Toen het kamp overgedragen werd aan de regering van Irak en aan de pro-Iraanse regering van Nouri al-Maliki, werd Ashraf langzamerhand doelwit. In april 2011 raakten Farzads broer en zusje betrokken bij wat John Kerry, Amerikaanse minister van buitenlandse zaken, later “een bloedbad” zou noemen.
Vierendertig mensen werden gedood in het kamp toen Irakese troepen het vuur openden op de inwoners, bijeengedreven door gepantserde bemande voertuigen. Farzad zag later beelden van de aanval. “Ze hebben de mensen in het kamp afgeslacht,” zegt hij.

De aanval op het kamp en een kleine dienst die de gevangenen hielden ter nagedachtenis van de doden in Ashraf maakten dat Farzad weer terugkwam in handen van de veiligheidsdiensten en terugkeerde naar Afdeling 209. Het slaan begon opnieuw net als de pogingen om een bekentenis af te dwingen.
 “Zij hadden via hun agenten mijn broer en zusje gedood,” zegt hij met een verbitterd lachje.
“En zelfs toen kwamen ze mij ondervragen en probeerden ze mij onder druk te zetten om mijn eigen broer en zusje die waren gedood, op de televisie in diskrediet te brengen,” voegt hij eraan toe.

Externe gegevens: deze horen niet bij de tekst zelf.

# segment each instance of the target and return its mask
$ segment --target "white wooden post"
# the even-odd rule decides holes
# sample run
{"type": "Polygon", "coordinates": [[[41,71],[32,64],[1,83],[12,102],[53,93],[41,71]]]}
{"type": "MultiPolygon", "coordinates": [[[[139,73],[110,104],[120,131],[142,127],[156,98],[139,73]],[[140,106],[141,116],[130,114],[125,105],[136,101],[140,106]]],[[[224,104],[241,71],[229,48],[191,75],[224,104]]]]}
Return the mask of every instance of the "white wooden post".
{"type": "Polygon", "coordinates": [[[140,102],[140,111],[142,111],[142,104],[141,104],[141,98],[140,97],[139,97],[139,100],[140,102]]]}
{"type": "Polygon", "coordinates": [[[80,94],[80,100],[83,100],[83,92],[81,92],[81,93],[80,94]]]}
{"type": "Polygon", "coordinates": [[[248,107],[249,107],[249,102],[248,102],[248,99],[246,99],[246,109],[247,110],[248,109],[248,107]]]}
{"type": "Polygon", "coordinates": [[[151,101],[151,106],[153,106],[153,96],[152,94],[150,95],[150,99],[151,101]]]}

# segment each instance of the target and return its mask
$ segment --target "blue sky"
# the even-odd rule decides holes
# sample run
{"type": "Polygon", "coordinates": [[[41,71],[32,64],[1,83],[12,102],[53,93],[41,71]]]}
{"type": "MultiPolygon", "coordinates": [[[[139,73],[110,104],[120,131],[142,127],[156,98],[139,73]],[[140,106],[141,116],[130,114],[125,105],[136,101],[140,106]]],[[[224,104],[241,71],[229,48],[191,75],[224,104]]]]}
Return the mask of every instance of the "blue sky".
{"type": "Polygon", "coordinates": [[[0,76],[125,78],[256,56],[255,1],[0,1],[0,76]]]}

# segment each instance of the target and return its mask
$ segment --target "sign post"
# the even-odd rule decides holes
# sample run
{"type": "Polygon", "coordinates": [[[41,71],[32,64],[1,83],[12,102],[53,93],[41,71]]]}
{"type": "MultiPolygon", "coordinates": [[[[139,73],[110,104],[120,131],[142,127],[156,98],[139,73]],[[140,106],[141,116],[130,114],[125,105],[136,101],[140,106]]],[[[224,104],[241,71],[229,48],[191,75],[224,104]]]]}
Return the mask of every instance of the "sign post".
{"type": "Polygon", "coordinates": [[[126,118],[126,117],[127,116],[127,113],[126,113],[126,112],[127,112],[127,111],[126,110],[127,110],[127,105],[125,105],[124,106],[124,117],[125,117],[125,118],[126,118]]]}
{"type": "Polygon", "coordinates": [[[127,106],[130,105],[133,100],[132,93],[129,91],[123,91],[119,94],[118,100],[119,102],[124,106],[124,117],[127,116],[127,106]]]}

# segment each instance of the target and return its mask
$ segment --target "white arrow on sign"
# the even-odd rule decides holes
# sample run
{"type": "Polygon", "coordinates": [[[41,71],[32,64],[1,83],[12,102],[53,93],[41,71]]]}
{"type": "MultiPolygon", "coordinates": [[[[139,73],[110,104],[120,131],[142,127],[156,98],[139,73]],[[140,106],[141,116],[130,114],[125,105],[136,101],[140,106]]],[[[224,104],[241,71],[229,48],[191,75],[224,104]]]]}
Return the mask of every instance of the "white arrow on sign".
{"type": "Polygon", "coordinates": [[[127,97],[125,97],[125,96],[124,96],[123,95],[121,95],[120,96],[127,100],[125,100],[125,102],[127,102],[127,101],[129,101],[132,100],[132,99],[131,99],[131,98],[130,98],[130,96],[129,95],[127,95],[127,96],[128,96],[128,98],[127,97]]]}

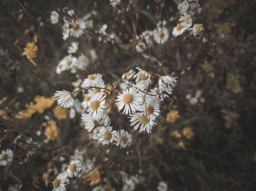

Farzad werd in 2014 vrij gelaten toen zijn straf afliep en na een jaar gedoe met de veiligheidsdiensten en het weigeren van werkvergunningen, besloot hij Iran te ontvluchten via zijn connectie met de weerstand. Farzad heeft verzocht om de details van hoe hij het land is uit gesmokkeld en tenslotte in Frankrijk kwam, niet worden onthuld om andere activisten niet in gevaar te brengen.

Nu hij in Frankrijk zit, blijft hij de zaak van een vrij Iran toegewijd. “Mijn leven is nu het omver werpen van het regime in Iran,” zegt hij. “Het is niet zo belangrijk voor mij dat ik die vrijheid zelf zal zien. Wat belangrijk is, is dat Iran vrij wordt.”